The objective of the study, known as STELLAR 4, was to determine if
OPAXIO would improve overall survival when compared with the standard
single-agent treatments of gemcitabine or vinorelbine in PS 2 patients with
advanced NSCLC who had not previously received chemotherapy. The trial did
not meet the primary endpoint. Secondary objectives of the study included
measuring the efficacy and safety of the treatments.

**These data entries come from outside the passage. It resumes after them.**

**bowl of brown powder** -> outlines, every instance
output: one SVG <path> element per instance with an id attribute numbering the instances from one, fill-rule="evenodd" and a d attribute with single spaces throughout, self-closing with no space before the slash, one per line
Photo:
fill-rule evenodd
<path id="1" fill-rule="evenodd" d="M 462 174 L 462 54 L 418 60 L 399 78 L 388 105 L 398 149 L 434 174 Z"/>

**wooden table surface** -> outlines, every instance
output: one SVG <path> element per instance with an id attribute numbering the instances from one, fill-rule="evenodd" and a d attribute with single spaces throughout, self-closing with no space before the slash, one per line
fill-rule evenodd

OPAXIO did demonstrate
similar overall survival and a reduction in the supportive care required by
patients.
A total of 190 patients with advanced NSCLC were randomized to the
comparator arm; 191 were randomized to the OPAXIO arm with a dosage of 175
mg/m^2, and 96 were randomized to the OPAXIO arm at a dosage of 235 mg/m^2.

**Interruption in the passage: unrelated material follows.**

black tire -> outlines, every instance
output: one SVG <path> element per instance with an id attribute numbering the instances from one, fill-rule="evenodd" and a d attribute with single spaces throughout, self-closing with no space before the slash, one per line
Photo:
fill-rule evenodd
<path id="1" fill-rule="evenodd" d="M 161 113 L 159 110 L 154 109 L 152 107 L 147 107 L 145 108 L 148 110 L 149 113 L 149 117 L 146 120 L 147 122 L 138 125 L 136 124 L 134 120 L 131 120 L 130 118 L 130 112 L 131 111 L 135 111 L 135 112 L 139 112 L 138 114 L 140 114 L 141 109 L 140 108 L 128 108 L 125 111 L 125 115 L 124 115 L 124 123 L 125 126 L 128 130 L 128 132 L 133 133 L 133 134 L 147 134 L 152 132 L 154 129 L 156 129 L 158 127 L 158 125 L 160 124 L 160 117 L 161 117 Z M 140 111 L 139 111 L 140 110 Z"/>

The OPAXIO dose was reduced to 175 mg/m^2 after 96 patients had been
treated, because the Data Monitoring Committee noted an increase in deaths
associated with neutropenia in patients who had received the 235 mg/m^2
dosage. The following data refers to those patients treated at the OPAXIO
dose of 175 mg/m^2. The median number of cycles administered was 4, with a
median of 3.5 in the control arm.
A total of 754 cycles of OPAXIO were
administered, and 652 cycles were administered in the comparator arm. More
patients in the OPAXIO arm received 6 cycles of treatment (38 percent
versus 23 percent; p = 0.002). Progressive disease was the most common
reason for not completing 6 cycles (55 percent in the OPAXIO arm and 59
percent in the comparator arm). Fewer OPAXIO patients (12 percent)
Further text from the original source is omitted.